This could be interesting in more ways that one.

And he starts with the “I don’t feel embarrassed about perfect feedback scores” statement.

Sub title on the presentation is From Unit Testing to Behaviour Driven Design.

Common statements to challenge:

  • Unit tests are documentation
  • TDD is design

You must look at tests as documentation for anyone but you.

Scott’s going to show the evolution of unit tests (using nUnit) over the years.

Story represents functionality, not specification.  It’s for naming/identifying and then moving through planning.  Also known as placeholders for conversation.

Preferred customer discount example is a good one.

Here’s how I would have written it 5 years ago….and there’s generics in it?  I know….picky me.

Buddy next to me has the loudest laptop ever.  D’Arcy had the slowest last year and now I’ve seen the loudest.  What did I do to be punished with people who have shitty laptops?

The 5 years ago example shows that writing code all in one method has ramifications on the size and complexity of your tests.  You end up creating a lot of line noise (lines of code that have to be there, but don’t directly relate to the task at hand).

Tool that pulls out the test names from the testing assembly and creates a document.

Test naming is important, both for clarity and documentation.  Ripping the test names out should allow you to convey the purpose of the testing to a non technical human.  Naming tests based on their real purpose.  If you’re testing a 10% discount for preferred customers, naming should focus on the discount, not the customer or the preferred status.

BDD asserts that focusing on the behaviour will allow the domain language to be created naturally and in a sensible state.

Two types of people who should be tagged with creating a domain specific language are documenters and testers.

You can find inconsistencies and duplications or incorrect domain language by handing the testing names off to non-coders.  These can be software design issues (aka. spec issues).

I’m not seeing a lot of information on BDD yet.

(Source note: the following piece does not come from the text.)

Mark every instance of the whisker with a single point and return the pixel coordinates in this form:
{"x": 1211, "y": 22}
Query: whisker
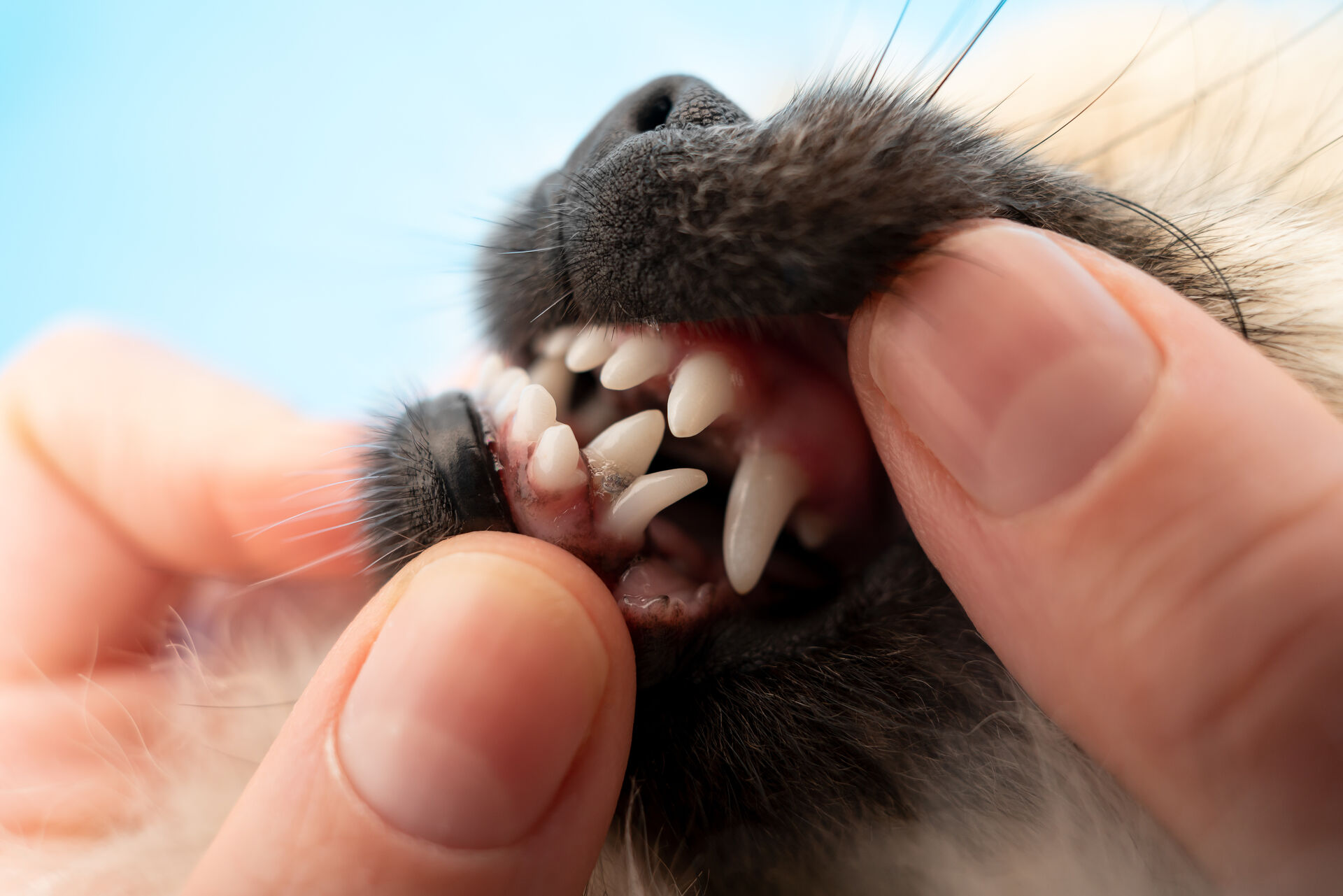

The coding and refactoring in this presentation is painful.  Maybe I’m to used to JP.

Hot Agilista update!  They’re in this presentation, but they look like it was a rough night.  Maybe they saw Woodsy dance last night.  I know that made me feel worse than normal this morning.

Wow.  15 minutes to show parameter based injection of a data access object on a method.  People are starting to fade…..

The argument that decoupling code will provide better documentation thorough the tests.

Sometimes you will have tests with large amounts of setup, but you should be doing everything in your design power to avoid this situation.

Simple tests tend to force you to write simple and loosely coupled code.

Finally!  JP has taken over the keyboard and design of the code.

JP has finished and things look way different, but the coding pace is painful.

Scott shows NUnit.Spec that shows his extension method work.  The syntax is quite clear and helps to flush out the readability through natural language structuring in your code.